Город, стремительно догоняющий Европу, пусть и во внешних формах, все убыстрял и убыстрял темп жизни. К. Н. Леонтьев бежал от московской суеты и многолюдства в Оптину пустынь: «…Шум и многолюдство мне все несноснее и несноснее, вид этой всесюртучной, всепиджачной и всепальтовой толпы все ненавистнее и ненавистнее, треск экипажей по мостовым, дороговизна, чужая прислуга, которую бить за ее европейский вид закон не позволяет… Нет! Это слишком все глупо!»

Живую картину московской жизни рисует К. С. Петров-Водкин, в 1897 году поступивший в Училище живописи, ваяния и зодчества. Художник ютился в переулках Сретенки: «Дом был деревянный, во дворе – одна из развалин, которые тогда доживали московский наполеоновский век. Из лабиринтов коридора с уступами и подъемами входили мы в нашу угловую комнату с живым полом и рваными обоями. Четверо козел, стол и табуреты делали пустующим наше жилье, несмотря на разбросанные вдоль стен орудия нашего производства»[149].

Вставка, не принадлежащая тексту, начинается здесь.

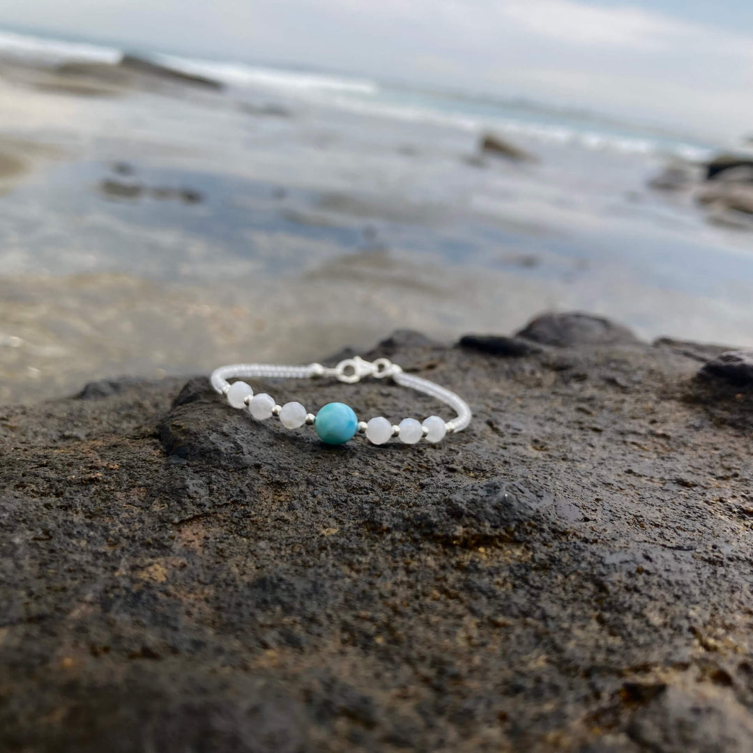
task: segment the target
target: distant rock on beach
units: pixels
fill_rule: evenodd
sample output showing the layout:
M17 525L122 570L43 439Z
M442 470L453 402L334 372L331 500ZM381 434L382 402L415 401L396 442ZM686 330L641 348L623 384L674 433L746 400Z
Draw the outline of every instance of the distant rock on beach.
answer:
M534 154L494 133L486 133L481 137L479 151L482 154L504 157L514 162L538 161Z

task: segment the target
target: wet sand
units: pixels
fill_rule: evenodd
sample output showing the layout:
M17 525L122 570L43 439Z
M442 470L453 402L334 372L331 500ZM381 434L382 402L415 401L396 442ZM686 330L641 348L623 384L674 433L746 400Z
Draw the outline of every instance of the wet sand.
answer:
M747 236L648 194L553 194L557 171L593 178L570 155L469 165L472 141L441 129L105 71L0 67L2 402L318 360L396 328L509 332L545 309L753 345Z

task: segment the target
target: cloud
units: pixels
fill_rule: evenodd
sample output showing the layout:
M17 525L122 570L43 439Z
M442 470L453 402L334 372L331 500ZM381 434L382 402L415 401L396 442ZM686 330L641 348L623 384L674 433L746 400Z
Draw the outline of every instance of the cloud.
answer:
M0 0L0 24L749 130L753 36L662 2Z
M635 6L599 7L575 0L511 0L501 14L533 35L569 45L659 50L690 25Z

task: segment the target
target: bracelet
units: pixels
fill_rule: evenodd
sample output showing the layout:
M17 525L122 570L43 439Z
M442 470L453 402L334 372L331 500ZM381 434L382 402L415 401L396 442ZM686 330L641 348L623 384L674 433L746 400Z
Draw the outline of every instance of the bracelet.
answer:
M447 422L438 416L430 416L423 423L416 419L403 419L396 425L382 416L359 422L352 408L344 403L328 403L315 415L308 413L300 403L285 403L280 406L266 392L254 395L254 391L245 382L230 384L227 381L228 379L254 376L287 379L334 376L346 384L355 384L364 376L390 377L396 384L410 387L441 401L456 411L457 416ZM234 364L215 369L212 373L211 382L212 386L220 395L227 397L227 402L233 408L245 408L255 419L260 420L276 416L287 428L298 428L304 424L313 426L319 438L328 444L343 444L357 433L365 434L372 444L384 444L392 437L398 437L406 444L415 444L422 438L436 444L447 434L462 431L471 422L471 418L468 404L454 392L428 380L405 373L388 358L370 361L355 356L341 361L334 368L321 364L308 366Z

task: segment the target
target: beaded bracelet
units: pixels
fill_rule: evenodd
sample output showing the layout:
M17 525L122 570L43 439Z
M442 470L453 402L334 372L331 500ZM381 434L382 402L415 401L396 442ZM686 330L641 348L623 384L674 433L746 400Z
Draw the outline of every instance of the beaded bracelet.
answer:
M254 395L254 391L245 382L230 384L227 381L244 376L287 379L334 376L346 384L355 384L364 376L390 377L403 387L410 387L441 401L456 410L457 416L447 422L438 416L430 416L423 423L416 419L403 419L397 425L393 425L382 416L359 422L352 408L344 403L328 403L314 415L308 413L300 403L285 403L280 406L266 392ZM287 428L298 428L304 424L313 426L319 438L328 444L343 444L357 433L365 434L372 444L384 444L392 437L398 437L406 444L415 444L422 438L435 444L447 434L462 431L471 422L471 418L468 404L454 392L428 380L405 373L397 364L387 358L370 361L355 356L341 361L334 368L321 364L308 366L234 364L215 369L211 381L212 386L225 395L233 408L245 408L255 419L260 420L276 416Z

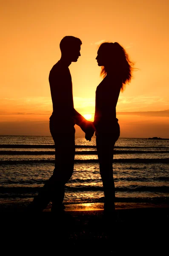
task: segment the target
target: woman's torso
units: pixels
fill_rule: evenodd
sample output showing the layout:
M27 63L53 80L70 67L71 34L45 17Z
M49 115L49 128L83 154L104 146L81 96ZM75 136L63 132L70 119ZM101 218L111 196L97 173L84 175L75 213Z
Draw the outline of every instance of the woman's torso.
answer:
M120 79L107 75L97 86L94 122L96 134L112 134L119 129L116 107L121 85Z

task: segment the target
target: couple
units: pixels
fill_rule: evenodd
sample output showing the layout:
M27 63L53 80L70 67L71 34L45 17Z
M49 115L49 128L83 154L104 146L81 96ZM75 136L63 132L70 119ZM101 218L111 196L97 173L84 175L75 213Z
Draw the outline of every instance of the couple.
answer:
M96 91L95 112L93 123L86 120L74 108L71 76L69 69L80 56L81 40L65 36L60 41L60 59L50 71L49 81L53 103L50 130L54 143L55 168L53 175L35 197L29 208L42 211L52 201L51 211L64 212L63 204L65 185L74 169L75 129L79 125L91 141L95 132L96 145L103 182L105 201L104 212L114 213L115 189L112 163L113 148L120 136L116 106L120 91L130 81L132 64L125 49L118 43L103 43L96 58L102 67L103 79Z

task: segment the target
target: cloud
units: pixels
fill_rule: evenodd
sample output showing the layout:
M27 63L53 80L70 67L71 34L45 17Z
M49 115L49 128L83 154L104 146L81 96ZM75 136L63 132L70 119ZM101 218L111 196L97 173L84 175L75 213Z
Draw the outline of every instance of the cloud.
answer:
M118 112L118 115L169 117L169 109L160 111Z
M100 41L98 41L98 42L96 42L95 43L95 44L91 43L91 45L93 45L93 44L96 44L96 45L100 45L100 44L102 44L102 43L104 43L104 42L105 42L105 39L104 39L103 40L100 40Z

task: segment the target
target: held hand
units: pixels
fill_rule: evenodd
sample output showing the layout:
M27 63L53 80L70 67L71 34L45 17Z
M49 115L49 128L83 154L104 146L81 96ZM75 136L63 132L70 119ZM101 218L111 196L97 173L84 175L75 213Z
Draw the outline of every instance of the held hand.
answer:
M92 137L95 131L95 126L92 122L88 121L86 124L87 128L85 131L85 139L86 140L91 141Z

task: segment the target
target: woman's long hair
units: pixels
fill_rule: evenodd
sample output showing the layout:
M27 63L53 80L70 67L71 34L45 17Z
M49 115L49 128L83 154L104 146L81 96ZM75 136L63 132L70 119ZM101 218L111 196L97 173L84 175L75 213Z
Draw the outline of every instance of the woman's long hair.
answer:
M121 90L123 91L126 84L131 81L134 63L130 60L124 49L118 43L103 43L99 50L103 55L105 62L105 65L102 67L100 75L104 78L107 72L117 75L121 79Z

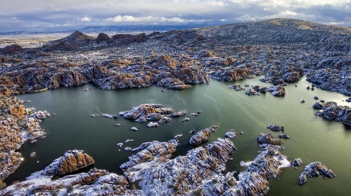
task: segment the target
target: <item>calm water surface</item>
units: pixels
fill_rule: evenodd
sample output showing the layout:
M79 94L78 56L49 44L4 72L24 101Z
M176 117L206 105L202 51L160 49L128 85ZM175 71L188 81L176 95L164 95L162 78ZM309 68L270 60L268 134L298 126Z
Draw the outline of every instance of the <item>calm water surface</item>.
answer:
M212 125L219 128L210 137L209 142L224 138L224 134L231 129L236 130L237 138L232 140L238 150L232 156L234 160L227 162L227 168L228 170L240 172L245 170L238 166L240 161L252 160L261 150L257 141L259 134L272 132L278 138L281 132L267 128L268 125L277 124L284 126L284 132L291 137L284 140L282 145L285 148L282 154L289 160L300 158L305 166L321 162L333 170L336 177L328 180L321 176L310 178L305 184L299 186L297 178L303 166L298 170L284 168L277 178L269 180L271 190L268 195L350 195L351 128L337 122L316 118L314 114L317 110L312 108L316 102L315 96L326 102L333 100L340 105L351 106L342 101L348 97L319 89L308 90L306 88L311 84L304 77L285 86L285 97L275 97L269 92L248 96L244 91L235 92L228 88L236 83L242 86L246 83L271 85L260 82L260 78L262 77L233 82L213 80L210 85L196 85L180 91L165 89L162 92L160 89L164 88L157 86L107 91L86 84L19 95L17 97L21 100L31 101L24 104L26 106L56 115L47 118L41 123L47 132L46 138L23 145L19 152L25 160L6 182L11 184L23 180L33 172L44 169L65 152L74 149L82 150L93 157L95 160L94 167L121 174L119 166L136 153L125 151L124 148L134 148L155 140L167 141L176 134L183 134L178 138L181 145L173 157L185 155L193 148L188 142L192 136L189 131L194 128L198 132ZM295 88L295 84L298 86ZM86 88L92 89L85 92ZM302 99L305 100L304 104L300 103ZM150 103L162 104L164 107L172 108L174 111L185 110L188 114L198 110L202 112L198 116L191 116L189 122L180 122L185 116L172 118L170 122L155 128L146 127L147 123L122 118L112 120L90 116L93 114L117 114L129 110L130 106ZM115 126L116 123L124 126ZM139 130L130 130L132 126ZM244 134L240 134L241 132ZM124 144L122 148L116 146L127 139L134 141ZM29 154L34 152L37 156L30 158Z

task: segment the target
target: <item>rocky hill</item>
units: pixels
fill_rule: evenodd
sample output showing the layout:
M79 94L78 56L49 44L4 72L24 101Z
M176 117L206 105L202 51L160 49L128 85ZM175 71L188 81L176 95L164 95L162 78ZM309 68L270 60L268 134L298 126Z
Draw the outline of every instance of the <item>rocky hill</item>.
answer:
M219 80L264 75L263 82L281 86L305 75L317 88L351 95L350 50L351 28L287 18L149 35L77 31L41 48L0 50L13 62L0 70L0 86L13 94L87 82L185 89L208 82L207 74Z

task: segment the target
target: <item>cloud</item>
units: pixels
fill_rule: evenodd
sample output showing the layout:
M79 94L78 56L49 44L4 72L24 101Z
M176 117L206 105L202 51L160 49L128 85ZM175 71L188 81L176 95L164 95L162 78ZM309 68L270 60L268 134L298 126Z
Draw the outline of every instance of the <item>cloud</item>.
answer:
M88 17L87 16L81 18L78 18L78 21L80 21L81 22L90 22L91 21L91 18L90 17Z
M195 19L183 19L180 17L166 18L164 16L148 16L134 17L131 16L118 15L114 18L109 18L105 20L106 21L113 22L201 22L210 21L210 20L195 20Z
M351 18L348 16L351 16L350 0L52 0L45 4L42 0L3 2L0 26L6 30L30 26L46 30L55 26L74 30L87 24L209 26L277 18L351 26Z

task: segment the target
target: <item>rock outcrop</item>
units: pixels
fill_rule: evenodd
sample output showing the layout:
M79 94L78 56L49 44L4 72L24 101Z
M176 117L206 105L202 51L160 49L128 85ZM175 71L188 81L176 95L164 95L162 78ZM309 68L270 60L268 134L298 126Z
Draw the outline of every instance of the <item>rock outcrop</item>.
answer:
M334 102L317 102L313 104L313 108L322 109L316 112L315 116L339 121L345 125L351 126L351 108L347 106L338 106Z
M200 130L190 138L189 143L192 145L197 146L208 141L209 138L212 134L212 132L216 130L217 128L217 126L213 126L210 128Z
M261 134L257 138L258 142L261 144L268 144L272 145L280 145L283 142L280 140L274 140L270 132L264 134Z
M300 158L295 158L291 162L291 164L294 166L300 166L303 164L302 160Z
M130 110L121 112L119 115L124 118L135 120L138 122L146 122L147 120L158 120L164 117L164 114L171 114L171 108L162 108L160 104L142 104L132 108Z
M54 176L63 175L84 168L95 162L93 158L83 150L69 150L45 168L43 174Z
M268 128L270 128L271 130L276 131L276 132L279 132L281 130L285 130L285 128L283 126L278 126L276 124L269 124L268 126L267 127Z
M133 196L128 181L123 176L107 170L93 168L80 173L52 180L41 175L42 172L32 174L23 182L0 191L1 195L75 195Z
M235 90L236 91L241 90L243 90L243 88L241 87L240 84L236 84L232 86L229 86L229 88L232 88L232 89L234 89L234 90Z
M307 166L303 172L298 178L299 184L306 183L307 178L317 176L319 174L324 175L326 177L334 178L335 175L334 172L328 169L324 164L320 162L313 162Z
M46 113L34 112L34 108L21 105L22 102L16 98L0 95L0 180L8 177L20 166L23 158L15 150L26 140L35 142L45 136L39 124L41 118L36 117Z
M267 88L267 91L274 96L280 96L285 95L285 88L281 86L270 86Z
M224 136L228 138L235 138L235 130L231 130L224 134Z

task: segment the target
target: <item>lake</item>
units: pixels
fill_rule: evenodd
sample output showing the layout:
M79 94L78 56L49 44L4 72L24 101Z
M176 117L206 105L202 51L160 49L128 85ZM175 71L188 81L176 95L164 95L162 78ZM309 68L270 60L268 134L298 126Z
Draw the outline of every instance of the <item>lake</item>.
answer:
M105 90L88 84L17 96L20 100L31 101L24 104L25 106L34 107L37 110L46 110L52 115L41 122L47 136L37 140L36 142L25 143L19 150L23 154L24 161L17 171L5 181L11 184L14 181L23 180L31 174L44 169L67 150L74 149L82 150L91 156L95 160L93 167L122 174L119 166L136 153L124 150L124 148L132 148L155 140L165 142L176 134L183 134L178 138L181 145L173 157L185 155L193 148L189 143L192 128L197 132L212 125L219 128L209 142L218 138L224 138L224 134L231 129L235 130L237 138L231 140L238 150L232 156L233 160L227 163L227 168L228 171L239 172L246 169L239 166L239 162L253 160L261 150L257 140L260 133L271 132L275 138L278 138L281 132L273 132L267 128L270 124L276 124L284 126L284 133L291 138L283 140L282 146L285 149L282 154L290 160L300 158L304 164L297 170L283 168L276 178L269 180L269 196L351 194L348 183L351 178L351 128L338 122L316 118L314 113L317 110L312 107L318 101L313 98L316 96L325 102L332 100L339 105L351 106L350 103L342 102L348 97L318 88L307 90L306 87L311 84L306 81L304 76L285 86L287 94L284 97L275 97L268 92L260 96L249 96L245 91L236 92L228 88L236 83L243 87L245 84L267 87L272 85L261 82L259 80L261 78L262 76L232 82L212 80L210 85L197 84L184 90L156 86ZM92 89L84 90L88 88ZM305 100L305 103L300 102L302 99ZM154 128L147 128L147 122L121 117L113 120L90 116L101 113L118 114L120 112L129 110L129 107L143 104L160 104L164 108L171 108L174 112L184 110L187 114L198 110L202 112L198 116L190 116L189 122L180 122L186 116L171 118L170 122ZM117 123L123 125L116 126L114 124ZM132 126L139 130L130 130ZM243 134L240 134L241 132ZM124 144L122 148L116 146L127 139L134 140ZM37 156L30 158L32 152L36 152ZM334 172L336 176L327 180L321 176L309 178L305 184L298 185L297 178L303 166L315 161L323 162Z

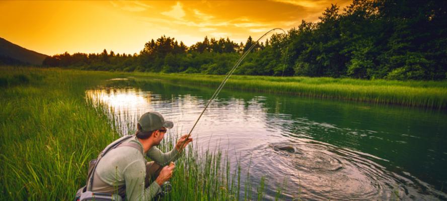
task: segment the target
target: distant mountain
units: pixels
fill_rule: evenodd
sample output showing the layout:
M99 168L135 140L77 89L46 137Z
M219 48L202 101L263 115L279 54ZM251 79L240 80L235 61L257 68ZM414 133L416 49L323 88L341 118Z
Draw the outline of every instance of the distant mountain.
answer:
M48 56L24 48L0 37L0 64L42 65Z

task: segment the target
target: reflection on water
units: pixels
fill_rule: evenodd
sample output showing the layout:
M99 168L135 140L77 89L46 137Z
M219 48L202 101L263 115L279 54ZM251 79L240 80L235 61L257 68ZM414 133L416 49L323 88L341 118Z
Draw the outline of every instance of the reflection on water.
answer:
M111 112L157 111L189 131L213 89L158 82L110 82L86 91ZM193 132L199 145L238 156L272 199L446 199L447 114L259 93L222 91Z

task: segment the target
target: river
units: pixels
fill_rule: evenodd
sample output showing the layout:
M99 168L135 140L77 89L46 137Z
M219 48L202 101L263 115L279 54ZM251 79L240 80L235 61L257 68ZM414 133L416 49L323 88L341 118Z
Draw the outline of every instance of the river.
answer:
M86 95L127 117L159 112L186 133L214 90L130 79ZM254 185L265 176L268 199L283 185L286 200L447 200L446 131L445 111L224 89L192 137L250 166Z

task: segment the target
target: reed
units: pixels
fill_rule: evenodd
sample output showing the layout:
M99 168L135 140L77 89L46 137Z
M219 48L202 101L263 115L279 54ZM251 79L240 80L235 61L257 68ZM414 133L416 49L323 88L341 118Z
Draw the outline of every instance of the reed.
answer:
M133 73L132 76L138 79L157 78L212 87L218 86L224 79L222 75L181 73ZM225 88L381 104L447 108L447 81L233 75Z

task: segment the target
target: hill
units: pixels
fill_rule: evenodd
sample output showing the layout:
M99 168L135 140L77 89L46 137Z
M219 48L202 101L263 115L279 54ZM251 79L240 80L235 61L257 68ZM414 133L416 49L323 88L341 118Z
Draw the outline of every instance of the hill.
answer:
M40 65L47 56L0 38L0 64Z

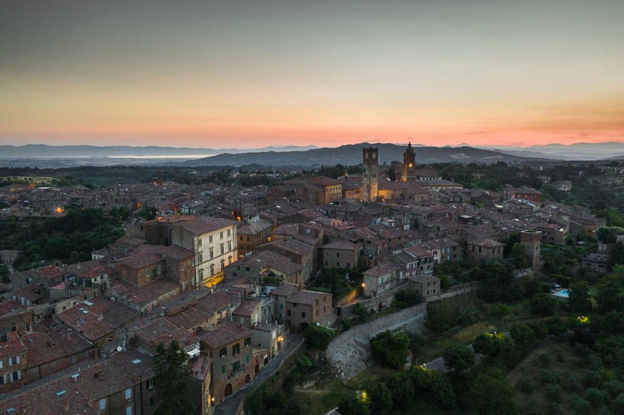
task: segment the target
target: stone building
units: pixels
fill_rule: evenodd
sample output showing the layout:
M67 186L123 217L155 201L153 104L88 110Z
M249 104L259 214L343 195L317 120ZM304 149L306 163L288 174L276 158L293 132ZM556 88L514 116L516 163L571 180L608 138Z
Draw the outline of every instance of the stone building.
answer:
M377 147L362 149L364 173L362 176L362 201L374 202L379 194L379 166Z

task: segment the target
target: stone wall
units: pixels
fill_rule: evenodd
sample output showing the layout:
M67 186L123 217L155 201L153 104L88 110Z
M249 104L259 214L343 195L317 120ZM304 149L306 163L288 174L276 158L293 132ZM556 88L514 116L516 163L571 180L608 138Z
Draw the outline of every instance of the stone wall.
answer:
M378 308L379 307L379 304L382 304L384 307L388 307L392 305L392 302L394 300L394 294L398 290L404 288L408 288L412 286L412 283L407 280L404 280L400 282L401 285L399 285L396 288L394 288L390 290L388 292L385 292L383 294L380 294L376 297L374 297L372 298L368 298L367 300L363 300L359 302L359 303L366 308L367 310L374 310L377 311ZM405 283L405 284L404 284ZM358 305L357 302L349 304L348 305L343 306L336 306L336 312L339 313L339 315L344 318L345 317L353 317L353 309L355 308L356 305Z
M426 317L427 303L423 302L354 326L329 343L328 362L342 379L350 379L372 364L371 338L381 332L397 328L422 333Z

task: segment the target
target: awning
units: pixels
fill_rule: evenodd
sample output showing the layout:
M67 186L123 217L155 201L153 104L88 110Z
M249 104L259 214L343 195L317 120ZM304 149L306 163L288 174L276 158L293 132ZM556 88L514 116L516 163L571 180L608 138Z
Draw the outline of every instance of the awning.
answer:
M197 355L199 355L199 349L196 347L192 350L187 351L187 354L191 357L195 357L195 356L197 356Z

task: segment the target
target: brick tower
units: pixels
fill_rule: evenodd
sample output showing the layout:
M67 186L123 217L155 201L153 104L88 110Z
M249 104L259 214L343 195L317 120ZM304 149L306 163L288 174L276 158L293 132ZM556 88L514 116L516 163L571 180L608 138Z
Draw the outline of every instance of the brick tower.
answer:
M520 242L524 246L529 266L534 273L540 270L540 249L542 247L542 231L527 229L520 232Z
M416 153L412 148L412 142L407 145L403 153L403 172L401 181L415 181L416 179Z
M374 202L379 191L379 166L377 147L364 147L362 149L362 201Z

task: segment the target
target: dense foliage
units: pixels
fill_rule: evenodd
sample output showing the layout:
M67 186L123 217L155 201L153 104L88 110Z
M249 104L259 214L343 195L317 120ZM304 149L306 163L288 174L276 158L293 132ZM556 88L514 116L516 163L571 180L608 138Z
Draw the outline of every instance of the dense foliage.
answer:
M65 264L89 260L94 250L105 247L124 236L120 217L127 210L115 211L115 217L100 209L69 206L59 217L8 220L0 226L0 249L24 251L13 264L17 270L40 266L42 262Z

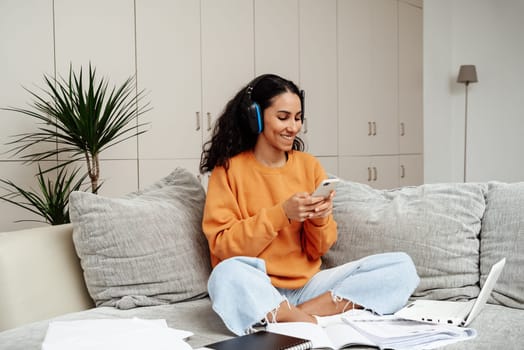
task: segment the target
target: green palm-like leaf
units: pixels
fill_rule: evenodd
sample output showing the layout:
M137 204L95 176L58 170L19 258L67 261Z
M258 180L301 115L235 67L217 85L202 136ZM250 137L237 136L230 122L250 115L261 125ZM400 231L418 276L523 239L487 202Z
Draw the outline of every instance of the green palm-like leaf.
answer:
M78 177L80 169L68 173L65 167L58 171L52 182L44 177L44 171L38 166L38 191L25 190L12 181L0 179L7 194L1 200L14 204L42 217L43 220L19 220L46 222L51 225L69 223L69 194L80 191L87 174Z
M35 118L40 124L34 132L13 136L11 152L28 162L56 159L64 153L70 159L64 164L84 159L96 193L100 152L146 131L146 123L138 123L138 117L149 110L149 103L142 104L144 91L136 91L134 78L109 89L107 80L97 79L91 65L86 84L82 68L76 74L72 67L67 80L49 76L44 80L41 94L26 89L33 97L32 108L3 108ZM52 147L35 151L34 146L40 144Z

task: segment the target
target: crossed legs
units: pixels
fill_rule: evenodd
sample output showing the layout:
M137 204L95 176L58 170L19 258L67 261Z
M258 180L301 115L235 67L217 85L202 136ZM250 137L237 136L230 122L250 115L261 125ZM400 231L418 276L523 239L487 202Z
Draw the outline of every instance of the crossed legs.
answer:
M269 322L317 323L315 316L336 315L353 308L361 309L362 307L343 298L334 298L331 292L325 292L297 306L283 301L276 312L267 314L267 319Z

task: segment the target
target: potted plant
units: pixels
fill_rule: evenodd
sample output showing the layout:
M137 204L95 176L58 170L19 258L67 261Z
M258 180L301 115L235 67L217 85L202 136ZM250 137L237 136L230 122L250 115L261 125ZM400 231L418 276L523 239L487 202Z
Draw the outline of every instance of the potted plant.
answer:
M32 212L36 211L47 222L55 222L47 213L44 214L45 210L37 208L50 208L54 200L61 205L67 205L65 197L81 186L81 181L74 180L79 171L67 172L63 169L73 162L84 161L85 176L80 178L88 177L91 192L97 193L101 186L100 153L146 131L145 123L139 123L137 120L149 110L149 103L142 104L144 90L137 92L136 80L133 77L118 87L109 88L106 79L97 78L96 70L91 64L87 76L84 76L82 68L76 73L70 66L67 79L55 79L44 75L44 80L45 86L40 94L26 89L33 97L30 108L2 108L34 118L39 124L35 131L13 136L13 140L9 142L12 146L10 152L29 163L58 159L60 161L46 170L39 166L37 178L42 196L30 194L30 191L11 181L0 180L8 190L8 194L0 199ZM46 181L44 174L52 170L57 170L56 181ZM60 196L64 198L58 200L57 197ZM18 197L24 198L25 202L17 201ZM47 201L47 204L41 205L42 201ZM53 210L55 213L58 211ZM68 219L67 214L57 215Z

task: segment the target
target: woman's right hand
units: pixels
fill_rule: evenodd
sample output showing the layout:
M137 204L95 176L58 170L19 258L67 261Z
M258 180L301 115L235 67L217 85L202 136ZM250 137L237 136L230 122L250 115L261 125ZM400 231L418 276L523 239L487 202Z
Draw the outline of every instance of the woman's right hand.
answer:
M289 220L303 222L315 215L315 209L323 201L321 197L312 197L307 192L299 192L282 203L282 207Z

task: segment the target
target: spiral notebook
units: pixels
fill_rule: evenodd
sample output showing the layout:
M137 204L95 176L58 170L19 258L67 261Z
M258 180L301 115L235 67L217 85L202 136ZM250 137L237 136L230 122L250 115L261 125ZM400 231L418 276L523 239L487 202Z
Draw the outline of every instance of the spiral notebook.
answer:
M310 340L277 334L267 331L258 331L248 335L223 340L206 345L202 349L215 350L308 350L312 348Z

Рядом жили две девицы легкого поведения, Ксюша и Калерия, постоянно «стрелявшие» у «господ художников» папиросы. Ксюша, несмотря на свой двусмысленный промысел, рассуждала трезво, по-мещански: «До двадцати одного поработаю и больше ни-ни… Выйду замуж за степенного, пожилого человека у себя на родине, чтоб и семья, и дом, и коровушка… Где? что? – в услужении в Москве жила, а там докопайся!.. Здесь все концы в воду схороню!..»

Художник вспоминает жилье своего знакомого на Таганке. Расшатанный особнячок с мезонином нес на себе гордую надпись: «Построен сей дом в лето 1808-е купеческим сыном Евлампием». Видимо, пожар до уютного гнездышка добраться не успел. На ночь обитатели дома вынимали несколько деревянных ступеней из лестницы и могли спать спокойно: ни воры, ни жулики их бы не одолели. Крестьянская стихия, помноженная на сложность и многообразие городской среды, давала замечательные сцены. Петров-Водкин любил наблюдать за низовой жизнью города: «Мороз первосортный. Пальтишко пронизывает до подмышек. На клубах пара влетаешь в ночную чайную, в надышенную кисло-вонючую теплоту овчины, пота, махорки и щей. Извозчики, бродяги, продрогшие девицы распарены теплом. Чокаются чайники в руках половых, тренькают рюмки. Распояшется ночной люд. Все новости уличного дня узнаешь здесь – от измены купеческой жены с приказчиком до событий у генерал-губернатора, от кражи и насилий до жертвы благодетеля и суммы ее на Иверскую часовню… Степенно обсуждают извозчики концы и плату и способы уловления ездока, его норов и слабости… Шестнадцатый московский век… Хозяин – заспанный, оплывший, и только глаза его повелительно и наблюдательно стреляют из-за стойки».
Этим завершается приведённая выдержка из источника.